Asia stocks up as Ukraine tensions continue to ebb

Associated Press
Russian soldiers guard a peer where two Ukrainian naval vessels are moored, in Sevastopol, Ukraine, on Wednesday, March 5, 2014. Ukraine's new prime minister said Wednesday that embattled Crimea must remain part of Ukraine, but may be granted more local powers. Since last weekend, Russian troops have taken control of much of the peninsula in the Black Sea, where Russian speakers are in the majority. (AP Photo/Ivan Sekretarev)

TOKYO (AP) — Shares were mostly higher in Asia on Thursday as the standoff over Ukraine between Russia and the West continued to ease and the yen weakened.
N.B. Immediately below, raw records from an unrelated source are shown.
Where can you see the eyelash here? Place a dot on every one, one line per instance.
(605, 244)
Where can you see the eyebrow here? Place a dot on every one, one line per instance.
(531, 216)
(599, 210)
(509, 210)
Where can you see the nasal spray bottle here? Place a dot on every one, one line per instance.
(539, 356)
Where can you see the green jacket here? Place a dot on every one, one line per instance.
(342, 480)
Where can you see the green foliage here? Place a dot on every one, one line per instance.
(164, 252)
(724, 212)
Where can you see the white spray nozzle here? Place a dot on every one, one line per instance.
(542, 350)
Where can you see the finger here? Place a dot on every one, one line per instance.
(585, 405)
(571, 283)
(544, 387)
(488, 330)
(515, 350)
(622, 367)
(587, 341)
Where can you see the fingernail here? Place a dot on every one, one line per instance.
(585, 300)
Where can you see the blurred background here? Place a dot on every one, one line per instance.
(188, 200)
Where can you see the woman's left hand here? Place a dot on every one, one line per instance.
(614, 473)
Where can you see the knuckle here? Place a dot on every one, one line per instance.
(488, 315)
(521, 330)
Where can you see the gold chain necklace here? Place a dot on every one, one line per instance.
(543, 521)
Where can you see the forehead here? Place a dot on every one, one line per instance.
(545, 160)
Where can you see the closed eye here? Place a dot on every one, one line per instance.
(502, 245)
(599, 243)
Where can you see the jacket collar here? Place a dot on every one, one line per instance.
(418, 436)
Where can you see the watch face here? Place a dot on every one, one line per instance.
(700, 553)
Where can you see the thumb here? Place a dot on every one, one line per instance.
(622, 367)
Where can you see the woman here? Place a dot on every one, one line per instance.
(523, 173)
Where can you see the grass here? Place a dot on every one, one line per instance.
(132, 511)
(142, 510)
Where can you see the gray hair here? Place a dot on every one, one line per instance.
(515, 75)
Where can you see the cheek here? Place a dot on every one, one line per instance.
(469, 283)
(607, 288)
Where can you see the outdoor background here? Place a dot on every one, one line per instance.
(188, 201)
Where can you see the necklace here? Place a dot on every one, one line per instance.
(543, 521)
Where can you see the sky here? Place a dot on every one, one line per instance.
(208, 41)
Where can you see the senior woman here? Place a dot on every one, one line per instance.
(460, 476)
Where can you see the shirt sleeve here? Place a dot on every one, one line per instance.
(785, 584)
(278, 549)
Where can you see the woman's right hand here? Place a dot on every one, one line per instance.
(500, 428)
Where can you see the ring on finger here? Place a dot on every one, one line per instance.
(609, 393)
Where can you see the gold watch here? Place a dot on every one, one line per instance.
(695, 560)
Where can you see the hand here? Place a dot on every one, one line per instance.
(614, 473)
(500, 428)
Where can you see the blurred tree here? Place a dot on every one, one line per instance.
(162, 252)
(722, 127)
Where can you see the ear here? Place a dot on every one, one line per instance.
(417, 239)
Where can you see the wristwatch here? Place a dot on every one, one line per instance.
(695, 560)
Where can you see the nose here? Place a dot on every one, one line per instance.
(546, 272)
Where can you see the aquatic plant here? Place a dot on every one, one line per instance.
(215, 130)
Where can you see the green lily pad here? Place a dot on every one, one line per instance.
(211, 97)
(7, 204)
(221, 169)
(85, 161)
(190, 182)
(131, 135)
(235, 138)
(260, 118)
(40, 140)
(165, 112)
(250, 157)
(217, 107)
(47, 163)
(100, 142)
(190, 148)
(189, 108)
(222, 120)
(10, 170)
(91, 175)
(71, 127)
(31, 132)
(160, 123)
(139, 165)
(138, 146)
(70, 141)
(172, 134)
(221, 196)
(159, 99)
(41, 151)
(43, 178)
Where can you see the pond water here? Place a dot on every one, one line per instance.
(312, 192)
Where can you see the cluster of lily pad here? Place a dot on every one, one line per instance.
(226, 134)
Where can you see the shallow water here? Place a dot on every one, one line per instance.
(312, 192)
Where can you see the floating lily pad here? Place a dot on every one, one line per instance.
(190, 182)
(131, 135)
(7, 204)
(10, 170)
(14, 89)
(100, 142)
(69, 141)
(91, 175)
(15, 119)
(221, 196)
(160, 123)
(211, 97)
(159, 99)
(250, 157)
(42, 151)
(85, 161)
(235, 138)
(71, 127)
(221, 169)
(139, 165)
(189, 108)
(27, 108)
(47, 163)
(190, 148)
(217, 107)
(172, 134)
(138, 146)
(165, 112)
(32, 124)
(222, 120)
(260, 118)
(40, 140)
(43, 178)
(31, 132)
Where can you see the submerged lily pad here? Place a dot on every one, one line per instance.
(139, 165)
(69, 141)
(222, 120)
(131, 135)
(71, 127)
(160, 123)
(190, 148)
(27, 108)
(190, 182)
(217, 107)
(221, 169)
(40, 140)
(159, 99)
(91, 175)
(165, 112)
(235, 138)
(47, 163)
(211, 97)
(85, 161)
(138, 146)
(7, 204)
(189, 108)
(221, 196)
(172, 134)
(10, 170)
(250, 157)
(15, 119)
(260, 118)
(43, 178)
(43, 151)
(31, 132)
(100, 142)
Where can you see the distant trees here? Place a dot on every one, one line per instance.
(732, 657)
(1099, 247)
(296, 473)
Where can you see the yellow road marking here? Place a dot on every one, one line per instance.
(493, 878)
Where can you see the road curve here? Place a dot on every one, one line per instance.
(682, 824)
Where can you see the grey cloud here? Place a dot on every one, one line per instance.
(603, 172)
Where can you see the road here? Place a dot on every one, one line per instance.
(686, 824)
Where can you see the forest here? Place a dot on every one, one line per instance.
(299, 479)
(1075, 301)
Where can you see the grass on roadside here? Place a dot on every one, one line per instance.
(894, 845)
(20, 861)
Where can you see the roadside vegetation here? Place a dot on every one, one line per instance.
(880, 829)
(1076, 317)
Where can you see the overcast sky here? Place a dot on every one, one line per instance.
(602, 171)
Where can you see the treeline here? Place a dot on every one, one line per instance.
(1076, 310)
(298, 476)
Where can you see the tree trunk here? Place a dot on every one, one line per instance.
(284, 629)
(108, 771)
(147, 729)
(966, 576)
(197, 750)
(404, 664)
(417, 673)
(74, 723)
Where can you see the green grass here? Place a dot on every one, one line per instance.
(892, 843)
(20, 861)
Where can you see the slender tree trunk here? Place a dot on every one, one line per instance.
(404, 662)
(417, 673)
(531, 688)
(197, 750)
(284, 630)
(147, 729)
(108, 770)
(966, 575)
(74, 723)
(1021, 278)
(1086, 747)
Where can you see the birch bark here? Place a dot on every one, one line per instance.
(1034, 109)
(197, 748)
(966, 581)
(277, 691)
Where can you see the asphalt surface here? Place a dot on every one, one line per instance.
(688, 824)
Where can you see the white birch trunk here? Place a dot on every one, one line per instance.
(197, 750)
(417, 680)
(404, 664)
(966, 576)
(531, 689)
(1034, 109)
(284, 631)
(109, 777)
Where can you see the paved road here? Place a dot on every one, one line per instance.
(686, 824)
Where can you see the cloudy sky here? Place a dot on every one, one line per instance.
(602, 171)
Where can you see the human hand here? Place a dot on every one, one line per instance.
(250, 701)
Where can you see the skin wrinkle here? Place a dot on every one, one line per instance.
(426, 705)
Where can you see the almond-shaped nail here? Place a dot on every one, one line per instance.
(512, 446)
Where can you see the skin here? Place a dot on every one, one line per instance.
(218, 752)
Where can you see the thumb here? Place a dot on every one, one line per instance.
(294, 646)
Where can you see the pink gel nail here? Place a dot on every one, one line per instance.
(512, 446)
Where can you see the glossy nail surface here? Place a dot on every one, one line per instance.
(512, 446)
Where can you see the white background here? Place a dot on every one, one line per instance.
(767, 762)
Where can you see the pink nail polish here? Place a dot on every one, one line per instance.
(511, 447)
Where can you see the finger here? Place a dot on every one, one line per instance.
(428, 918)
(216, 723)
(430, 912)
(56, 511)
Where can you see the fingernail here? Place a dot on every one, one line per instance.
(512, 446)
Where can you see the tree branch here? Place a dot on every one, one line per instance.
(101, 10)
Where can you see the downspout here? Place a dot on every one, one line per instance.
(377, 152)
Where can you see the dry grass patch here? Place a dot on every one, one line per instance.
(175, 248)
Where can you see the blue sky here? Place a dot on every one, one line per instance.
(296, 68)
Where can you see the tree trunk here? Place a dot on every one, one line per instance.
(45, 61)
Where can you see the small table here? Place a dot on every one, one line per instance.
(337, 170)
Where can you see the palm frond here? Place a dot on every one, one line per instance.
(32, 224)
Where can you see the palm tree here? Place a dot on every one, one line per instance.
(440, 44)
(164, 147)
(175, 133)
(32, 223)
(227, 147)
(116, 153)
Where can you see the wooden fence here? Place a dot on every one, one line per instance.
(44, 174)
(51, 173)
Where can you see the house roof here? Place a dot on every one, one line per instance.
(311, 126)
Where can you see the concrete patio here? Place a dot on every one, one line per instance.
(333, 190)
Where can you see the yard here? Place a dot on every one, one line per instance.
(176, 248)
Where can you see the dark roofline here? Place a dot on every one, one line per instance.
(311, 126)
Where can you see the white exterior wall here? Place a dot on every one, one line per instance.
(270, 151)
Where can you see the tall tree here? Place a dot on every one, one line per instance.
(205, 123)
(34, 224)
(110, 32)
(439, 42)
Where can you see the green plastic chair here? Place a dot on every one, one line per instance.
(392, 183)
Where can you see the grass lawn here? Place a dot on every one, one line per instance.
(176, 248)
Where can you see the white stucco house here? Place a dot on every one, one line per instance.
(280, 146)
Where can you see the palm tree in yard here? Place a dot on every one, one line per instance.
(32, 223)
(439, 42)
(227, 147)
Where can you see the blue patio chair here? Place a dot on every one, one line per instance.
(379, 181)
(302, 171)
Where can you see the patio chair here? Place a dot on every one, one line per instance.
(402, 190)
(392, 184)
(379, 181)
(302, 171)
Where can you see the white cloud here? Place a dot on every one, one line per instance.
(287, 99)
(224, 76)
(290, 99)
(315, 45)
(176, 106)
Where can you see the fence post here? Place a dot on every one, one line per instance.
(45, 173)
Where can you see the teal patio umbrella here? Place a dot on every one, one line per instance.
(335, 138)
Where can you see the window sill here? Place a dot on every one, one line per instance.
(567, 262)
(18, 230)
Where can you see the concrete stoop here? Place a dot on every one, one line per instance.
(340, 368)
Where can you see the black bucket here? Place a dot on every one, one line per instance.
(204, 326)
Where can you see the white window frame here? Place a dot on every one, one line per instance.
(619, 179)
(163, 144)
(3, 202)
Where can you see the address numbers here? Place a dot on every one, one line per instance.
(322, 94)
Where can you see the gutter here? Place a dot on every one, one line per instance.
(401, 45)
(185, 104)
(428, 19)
Japan's Nikkei 225 stock average was up 1.5 percent at 15,120.01 as the dollar headed back toward 103 yen after dropping in previous days on safe-haven buying of the Japanese currency.

Hong Kong's Hang Seng was up 0.5 percent at 22,688.30 and South Korea's Kospi added 0.1 percent to 1,972.86. Markets in Southeast Asia were higher but China's Shanghai Composite shed 0.1 percent to 2,051.05.

Overnight, the easing of tensions between Ukraine and Russia that appear to have averted the risk of an outright war enabled markets to settle after days of volatility, though shares still fell.

The Dow Jones industrial average dropped 0.2 percent to 16,360.18 on Wednesday while the broader S&P 500 index was flat at 1,873.81.

Investors are still monitoring developments in Ukraine, but the focus is shifting to a slew of economic news late this week, culminating with Friday's U.S jobs report for February.

"The markets had a good rebound and now they are locked in a range," said Linus Yip, a strategist at First Shanghai Securities in Hong Kong.

"The Asian markets are inching up but still waiting for more news coming in."

Investors are looking for potential policy changes from China's annual national legislative session, which began Wednesday.

The country's finance minister, Lou Jiwei, said Thursday the government could tolerate growth less than 7.5 percent this year provided sufficient new jobs are created.

Thursday's monthly policy meeting of the European Central Bank is another potential market catalyst. Few economists think the bank will ease policy further, given recent upbeat economic data for the 18-country euro currency union.

Among currencies, the euro was little changed at $1.3724 from $1.3734 late Wednesday. The U.S. dollar rose to 102.73 yen from 102.37 yen.

Benchmark U.S. crude oil for April delivery cost $101.07, down 38 cents in electronic trading on the New York Mercantile Exchange. On Wednesday it fell $1.88 to $101.45. Early in the week, prices for assets like oil and gold jumped due to the tensions in Ukraine.